Targeted Apoptosis Of Ductular Reactive Cells Reduces Hepatic Fibrosis In A Mouse Model of Cholestasis

BACKGROUND AND AIMS: In cholestatic liver diseases, ductular reactive (DR) cells extend into the hepatic parenchyma promoting inflammation and fibrosis. We have previously observed that Mdr2(-/-) mice lacking TRAIL receptor (Mdr2(-/-) Tr(-/-) double knockout, DKO) display a more extensive ductular reaction and hepatic fibrosis compared to Mdr2(-/-) mice.

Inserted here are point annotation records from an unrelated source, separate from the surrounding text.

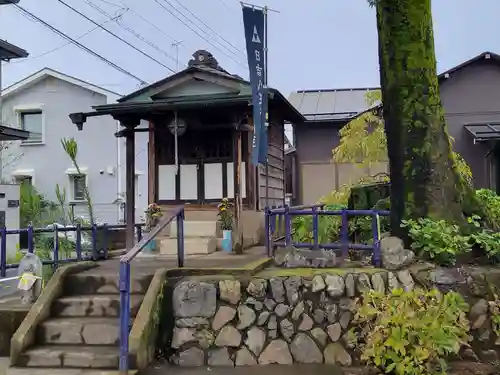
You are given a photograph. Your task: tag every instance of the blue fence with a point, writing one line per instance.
(280, 218)
(99, 242)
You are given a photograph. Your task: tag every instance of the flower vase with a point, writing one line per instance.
(227, 241)
(151, 246)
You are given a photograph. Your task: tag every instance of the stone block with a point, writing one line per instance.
(193, 298)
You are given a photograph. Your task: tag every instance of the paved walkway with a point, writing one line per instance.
(148, 264)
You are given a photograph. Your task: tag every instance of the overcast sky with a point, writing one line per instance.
(312, 44)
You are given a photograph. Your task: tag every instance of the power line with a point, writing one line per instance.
(209, 28)
(78, 44)
(116, 36)
(59, 47)
(201, 29)
(195, 31)
(130, 30)
(148, 22)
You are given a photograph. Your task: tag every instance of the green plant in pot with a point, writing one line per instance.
(153, 216)
(225, 216)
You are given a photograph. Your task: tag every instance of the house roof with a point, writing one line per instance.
(48, 72)
(191, 69)
(202, 62)
(188, 102)
(9, 51)
(341, 105)
(330, 105)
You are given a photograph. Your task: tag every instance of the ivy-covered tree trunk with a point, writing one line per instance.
(424, 179)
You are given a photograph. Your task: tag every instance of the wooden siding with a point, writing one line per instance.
(276, 168)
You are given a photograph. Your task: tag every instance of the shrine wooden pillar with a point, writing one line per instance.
(238, 201)
(129, 125)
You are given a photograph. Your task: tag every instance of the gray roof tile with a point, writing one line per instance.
(330, 104)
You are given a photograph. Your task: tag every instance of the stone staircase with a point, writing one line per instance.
(82, 332)
(200, 237)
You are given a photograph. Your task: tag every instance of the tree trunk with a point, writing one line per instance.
(424, 179)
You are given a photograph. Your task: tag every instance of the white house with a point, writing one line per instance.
(41, 103)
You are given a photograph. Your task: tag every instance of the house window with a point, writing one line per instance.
(24, 180)
(32, 121)
(78, 183)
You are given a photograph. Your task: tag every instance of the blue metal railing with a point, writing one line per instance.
(286, 213)
(124, 284)
(98, 250)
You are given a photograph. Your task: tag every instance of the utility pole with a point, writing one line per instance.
(7, 52)
(176, 46)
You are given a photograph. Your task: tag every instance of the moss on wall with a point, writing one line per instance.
(11, 318)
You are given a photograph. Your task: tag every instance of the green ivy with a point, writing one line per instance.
(437, 240)
(410, 333)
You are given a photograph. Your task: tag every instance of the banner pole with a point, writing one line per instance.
(258, 7)
(267, 109)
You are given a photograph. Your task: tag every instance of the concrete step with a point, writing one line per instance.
(192, 246)
(78, 357)
(95, 283)
(79, 331)
(62, 371)
(98, 305)
(196, 229)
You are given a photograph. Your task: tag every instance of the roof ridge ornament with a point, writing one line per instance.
(204, 58)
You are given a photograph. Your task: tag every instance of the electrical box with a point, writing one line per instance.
(9, 214)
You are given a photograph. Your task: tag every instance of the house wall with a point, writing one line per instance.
(317, 174)
(98, 148)
(276, 167)
(472, 95)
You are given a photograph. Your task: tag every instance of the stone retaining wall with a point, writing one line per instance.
(284, 320)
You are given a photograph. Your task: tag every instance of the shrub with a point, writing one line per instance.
(411, 333)
(491, 201)
(437, 240)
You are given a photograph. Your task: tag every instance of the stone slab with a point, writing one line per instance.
(103, 305)
(79, 331)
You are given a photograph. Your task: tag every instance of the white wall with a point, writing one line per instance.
(99, 151)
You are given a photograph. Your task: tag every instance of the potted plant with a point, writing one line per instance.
(225, 216)
(153, 215)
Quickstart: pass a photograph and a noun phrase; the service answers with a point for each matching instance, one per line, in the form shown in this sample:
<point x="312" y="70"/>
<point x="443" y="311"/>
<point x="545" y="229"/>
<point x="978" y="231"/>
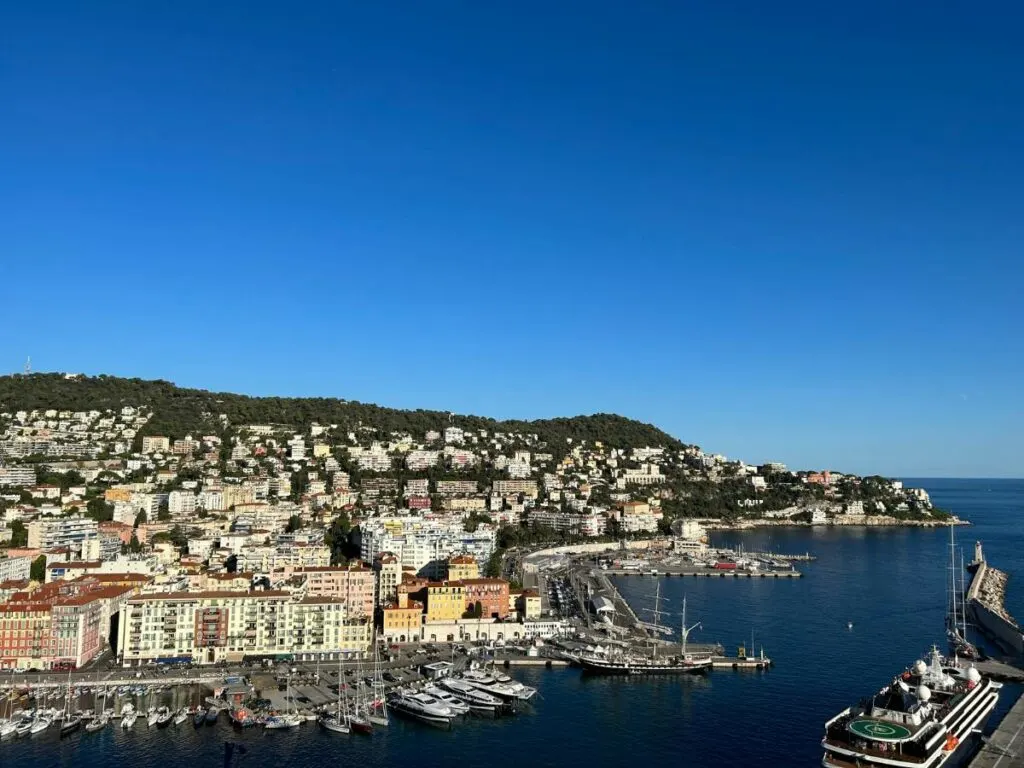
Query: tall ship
<point x="636" y="663"/>
<point x="923" y="718"/>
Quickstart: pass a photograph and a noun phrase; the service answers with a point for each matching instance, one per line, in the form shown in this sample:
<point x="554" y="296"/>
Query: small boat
<point x="423" y="708"/>
<point x="71" y="724"/>
<point x="40" y="723"/>
<point x="360" y="724"/>
<point x="333" y="723"/>
<point x="480" y="702"/>
<point x="280" y="722"/>
<point x="456" y="705"/>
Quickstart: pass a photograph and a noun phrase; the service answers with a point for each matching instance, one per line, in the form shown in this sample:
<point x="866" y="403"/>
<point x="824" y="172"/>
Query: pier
<point x="1005" y="749"/>
<point x="709" y="573"/>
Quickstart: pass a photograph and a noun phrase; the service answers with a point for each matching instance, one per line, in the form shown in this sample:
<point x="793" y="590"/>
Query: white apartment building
<point x="14" y="568"/>
<point x="61" y="531"/>
<point x="17" y="476"/>
<point x="419" y="460"/>
<point x="424" y="543"/>
<point x="181" y="503"/>
<point x="212" y="627"/>
<point x="583" y="523"/>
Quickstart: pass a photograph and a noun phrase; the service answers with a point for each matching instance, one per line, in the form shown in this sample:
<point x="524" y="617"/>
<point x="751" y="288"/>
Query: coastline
<point x="876" y="521"/>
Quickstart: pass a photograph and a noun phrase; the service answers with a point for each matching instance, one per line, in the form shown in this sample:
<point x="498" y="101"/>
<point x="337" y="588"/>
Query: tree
<point x="19" y="535"/>
<point x="37" y="571"/>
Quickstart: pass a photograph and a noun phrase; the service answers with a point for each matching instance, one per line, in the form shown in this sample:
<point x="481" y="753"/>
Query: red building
<point x="488" y="596"/>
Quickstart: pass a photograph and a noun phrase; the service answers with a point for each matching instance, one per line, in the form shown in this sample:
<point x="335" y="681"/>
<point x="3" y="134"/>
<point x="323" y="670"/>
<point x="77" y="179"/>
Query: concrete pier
<point x="1005" y="749"/>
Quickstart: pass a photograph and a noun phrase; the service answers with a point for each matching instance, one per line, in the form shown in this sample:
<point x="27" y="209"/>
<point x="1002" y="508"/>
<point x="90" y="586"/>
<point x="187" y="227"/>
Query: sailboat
<point x="956" y="617"/>
<point x="377" y="712"/>
<point x="289" y="719"/>
<point x="71" y="722"/>
<point x="337" y="722"/>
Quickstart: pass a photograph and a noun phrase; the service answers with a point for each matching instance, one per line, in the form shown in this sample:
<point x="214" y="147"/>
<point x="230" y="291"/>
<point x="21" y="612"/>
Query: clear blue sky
<point x="785" y="230"/>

This observation suggests that the magnitude of the DR cell population may be regulated by apoptosis. APPROACH: To examine this concept, we cultured EpCAM-positive reactive cholangioids (ERC) obtained from wild-type (WT), Tr(-/-) , Mdr2(-/-) and DKO mice. RESULTS: Single-cell transcriptomics and immunostaining of both WT and DKO ERC confirmed their DR cell phenotype. Moreover, DKO ERC displayed a unique translational cluster with expression of chemokines indicating a reactive state. Incubation with the MCL1 inhibitor S63845, a pro-apoptotic BH3-mimetic therapy significantly decreased DKO and Mdr2(-/-) ERC viability compared to WT. Intravenous administration of S63845 significantly reduced the DR cell population, markers of inflammation and liver fibrosis in Mdr2(-/-) and DKO mice. Furthermore, DKO mice treated with S63845 displayed a significant decrease in hepatic B lymphocytes compared to untreated mice as assessed by high definition mass cytometry by time-of-flight (CyTOF). Co-culture of bone-marrow derived macrophages with ERC from DKO mouse livers upregulated expression of the B-cell directed chemokine CCL5/RANTES. Finally, DR cells were noted to be primed for apoptosis with BAK activation in vitro and in vivo in PSC liver specimens. CONCLUSION: DR cells appear to play a key role in recruiting immune cells to the liver to actively create an inflammatory and pro-fibrogenic microenvironment. Pharmacologic targeting of MCL1 in a mouse model of chronic cholestasis reduces DR and B cell populations and hepatic fibrosis.